All about the cash: Why the Laundys bought Nine Radio

“This is a bet that the market has priced talk radio like it is dying fast, while the cashflow suggests it will die slowly.”

Mutinex co-founder Henry Innis begins a regular series of columns for Mumbrella with an incisive look at the economics of the Nine Radio sale.

When Nine announced the sale of its radio network to the Laundy family on Friday, I must have read about 50 headlines describing the move as “surprising” and “linked to politics”.

But I think the story is more economic in nature: someone has spotted a cashflow stream that looks mispriced, and they are backing themselves to run it with fewer distractions.
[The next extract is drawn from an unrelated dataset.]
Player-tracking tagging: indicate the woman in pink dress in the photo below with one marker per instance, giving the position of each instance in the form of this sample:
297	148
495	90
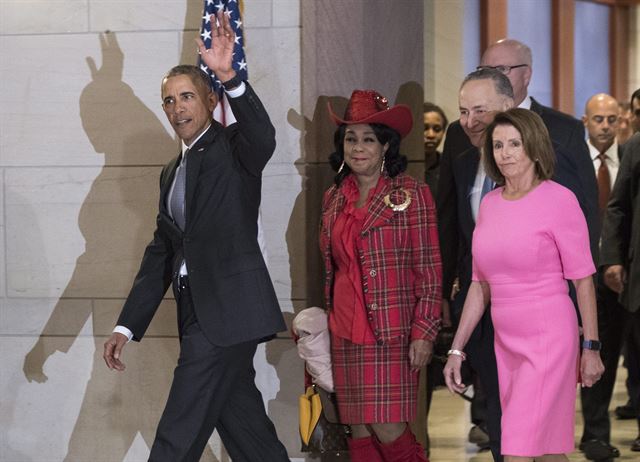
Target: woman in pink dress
530	238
Nine is selling 2GB, 3AW, 4BC, 6PR, 2UE, Magic1278 and 4BH to the Laundy Family Office for a cash and debt free enterprise value of $56 million. The same day, Nine also made a $850m bet on outdoor via QMS. Nine is reshaping its portfolio towards growth. But the Laundys are doing something simpler: buying a cash stream.

In this case, the price matters more than the medium

While Nine’s documentation says it expected radio to contribute $6m EBITDA in 2026, in past reports the number has been reported far higher. Reading between the lines, there could be some variance in the costs that make the EBITDA number more attractive to a private buyer.